Nearly all the buzz surrounding both teams’ respective offseasons regarded one move: the shipping of Paul Goldschmidt to the Cards for Carson Kelly, Luke Weaver, Andy Young and a draft pick. That trade, processed in December 2018, commenced a litany of intriguing MLB headlines leading up to the 2019 season. 

Now, almost 10 months later, the cross-league adversaries are facing off for each team’s second-to-last series of the regular season. In the first of this three-game set Monday night, St. Louis earned a 9-7 victory, officially eliminating Arizona from playoff contention.

Purely based on numbers, it would be easy for one to say the Cardinals “won” the trade. Goldschmidt has been electric as usual, crushing 32 home runs in 574 at-bats. Also, unlike the D-backs, St. Louis will still be playing in a week’s time. 

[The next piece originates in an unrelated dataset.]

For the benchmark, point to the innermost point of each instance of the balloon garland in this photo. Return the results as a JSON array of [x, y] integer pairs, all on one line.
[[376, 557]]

Though the trade meant the departure of Goldschmidt — an elite infielder — Arizona manager Torey Lovullo stressed how this trade sets the team up well for the future. 

“I think that we’re very fortunate that we’re going to be able to dig in with them for the next several years and help lead us to a championship,” Lovullo said. “I believe they’re championship players.”

No, the D-backs won’t be playing postseason baseball. After winning 11 of 12 earlier this month, they went on a six-game skid, crushing their hopes of playing in October. 

However, considering the team’s low expectations entering 2019, this season has been far from a disaster. Sure, the recent skid is disheartening to fans hoping the team would slip into the Wild Card spot. But Arizona, which currently sits second in the NL West and 80-77 overall, has shown promise as a young ball club. 

A lot of this can be traced to Kelly. The 25-year-old catcher is batting .246 and has logged 18 home runs this season. 

This production, however, didn’t come from the jump. In the months of March and April, Kelly batted below .200 and struck out 13 times. 

Focusing on defense and letting the offense come later was crucial to his development.

“We told him to put his offense to the side from an offensive standpoint for the first several weeks in the season,” Lovullo said. “It was a little bit of a frustration.”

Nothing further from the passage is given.